In contrast to influenza A/B, the other viral respiratory pathogens (adenovirus, parainfluenza virus and RS virus) do not show any significant reduction. From 2020, the number of reports of respiratory infections to the RKI increased from an average of 300,000 annual reports by 2019 to 1,985,985 reports in 2020, over 5,453,017 reports in 2021 and to 29,681,158 in 2022. On the other hand cases of incapacity to work due to respiratory infections fell from 31.0% in 2019 to 15.3% in 2021. Influenza-specific diagnoses (ICD: J10.1-3) were encrypted 33,727 times in 2021, in 2020 there were still 109,846. In the outpatient sector in particular, the treatment costs are falling from 2019 to 2021.

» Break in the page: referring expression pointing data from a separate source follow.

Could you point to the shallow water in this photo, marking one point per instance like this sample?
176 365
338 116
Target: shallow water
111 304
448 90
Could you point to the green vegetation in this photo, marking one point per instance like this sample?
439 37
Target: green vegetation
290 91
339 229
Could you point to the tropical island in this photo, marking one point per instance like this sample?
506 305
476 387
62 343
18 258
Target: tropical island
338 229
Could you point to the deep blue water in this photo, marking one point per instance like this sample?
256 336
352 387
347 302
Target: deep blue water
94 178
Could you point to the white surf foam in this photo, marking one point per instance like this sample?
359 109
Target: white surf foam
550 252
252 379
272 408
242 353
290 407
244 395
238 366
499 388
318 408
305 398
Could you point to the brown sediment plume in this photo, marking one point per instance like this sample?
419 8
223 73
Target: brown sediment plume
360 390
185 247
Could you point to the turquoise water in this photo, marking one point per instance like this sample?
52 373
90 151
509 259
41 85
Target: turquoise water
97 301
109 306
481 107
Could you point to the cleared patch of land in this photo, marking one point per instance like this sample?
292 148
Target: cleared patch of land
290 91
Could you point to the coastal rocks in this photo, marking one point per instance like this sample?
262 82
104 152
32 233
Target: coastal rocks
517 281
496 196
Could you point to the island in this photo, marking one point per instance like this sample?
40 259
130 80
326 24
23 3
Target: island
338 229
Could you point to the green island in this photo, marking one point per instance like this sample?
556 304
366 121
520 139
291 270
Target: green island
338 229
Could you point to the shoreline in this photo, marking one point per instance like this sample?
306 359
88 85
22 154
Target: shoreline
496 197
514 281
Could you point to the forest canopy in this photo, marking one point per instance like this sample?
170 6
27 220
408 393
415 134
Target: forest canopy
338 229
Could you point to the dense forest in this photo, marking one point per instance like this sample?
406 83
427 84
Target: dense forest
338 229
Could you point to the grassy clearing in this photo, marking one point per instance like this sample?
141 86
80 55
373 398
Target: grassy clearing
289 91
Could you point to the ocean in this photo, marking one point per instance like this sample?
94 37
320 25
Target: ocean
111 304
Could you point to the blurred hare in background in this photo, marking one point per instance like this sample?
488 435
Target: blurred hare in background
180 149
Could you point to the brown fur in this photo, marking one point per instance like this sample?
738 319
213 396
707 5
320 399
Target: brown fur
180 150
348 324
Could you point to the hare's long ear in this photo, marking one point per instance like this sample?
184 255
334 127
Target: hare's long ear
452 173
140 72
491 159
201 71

The reduction in influenza A and B from 2020 as a result of the comprehensive Covid-19 control measures, including the obligation to wear masks, cannot be considered a major reason; rather, the aspect of underreporting of influenza cases plays a significant role. Therefore, the reporting quantity of the sentinal practices should be considered and the recording of incapacity diagnoses should be taken into account.